5. Mr T is a wise man; he has taken a warning TIA seriously and has lost 15 pounds, and has at least as much again to lose. A change to a low starch diet and half hour daily stroll has made the difference; but the walking is making his foot and back miserable. The expensive orthotic is hopeless; luckily his hips and back are fine, but he needs a simple heel lift; he has a short leg.

6. I too have had serious lower back issues, luckily fixed by my own chiropractor; so I too have to do my exercises, take care when lifting supers full of honey, gardening and using the chainsaw. Regaining the function of your spine is just as important as the pain.

7. My own granddaughter, only 7 is hypermobile giving her pelvic, knee and ankle issues. X-rays show a mildly dysplastic hip. Years ago we would have called it growing pains. She too regularly needs chiropractic care and luckily responds well. Increased range of motion is more difficult than too stiff in my opinion. Our care is for kids too.

8. This 65-year old lady is a serious gardener; every day she is bending, lifting and digging for 2 to 3 hours a day. It regularly catches her in the sacroiliac joint, so she has a treatment once a month that sorts it out. She does her lower back exercises faithfully.

9. This 88-year old lady is an inspiration; every day she is busy in the community. With a nasty scoliosis she manages very well with a chiropractic adjustment every six weeks and exercises faithfully done. 

10. Mr X is a 71-year old retired man who wants to continue with maintenance care every six to eight weeks; he had suffered from two years of lower back pain when he first came a few months ago. He has no discomfort now after 8 chiropractic treatments, but is aware that danger lurks.

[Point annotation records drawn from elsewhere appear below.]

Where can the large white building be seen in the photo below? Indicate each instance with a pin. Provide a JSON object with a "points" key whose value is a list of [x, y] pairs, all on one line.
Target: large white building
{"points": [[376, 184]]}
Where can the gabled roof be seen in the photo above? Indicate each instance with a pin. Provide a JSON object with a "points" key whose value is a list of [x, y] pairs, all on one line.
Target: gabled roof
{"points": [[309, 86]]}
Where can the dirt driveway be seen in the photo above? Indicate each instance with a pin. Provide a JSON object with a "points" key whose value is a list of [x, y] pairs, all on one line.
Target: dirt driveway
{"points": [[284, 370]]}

11. Mrs C has been having severe headaches, and taking a lot of analgesics. It is a non-complicated upper cervical facet syndrome, and she is doing well.

12. Mr D is a 38-year old year man with chronic shoulder pain after a rotator cuff tear playing cricket. It responded well to treatment, but he knows he must do his exercises every day; for two years he could not sleep on that shoulder.

13. Mr D, a 71-year old man, has a severe ache in the shoulder and midback since working above his head. Trapped nerve tests are negative but he has advanced degenerative joints of Luschka; after just two treatments he is 50 percent better. Can we reach 90?

And so the day goes; chiropractors should not be treating the elderly most medical sites state but that is so much bunkum.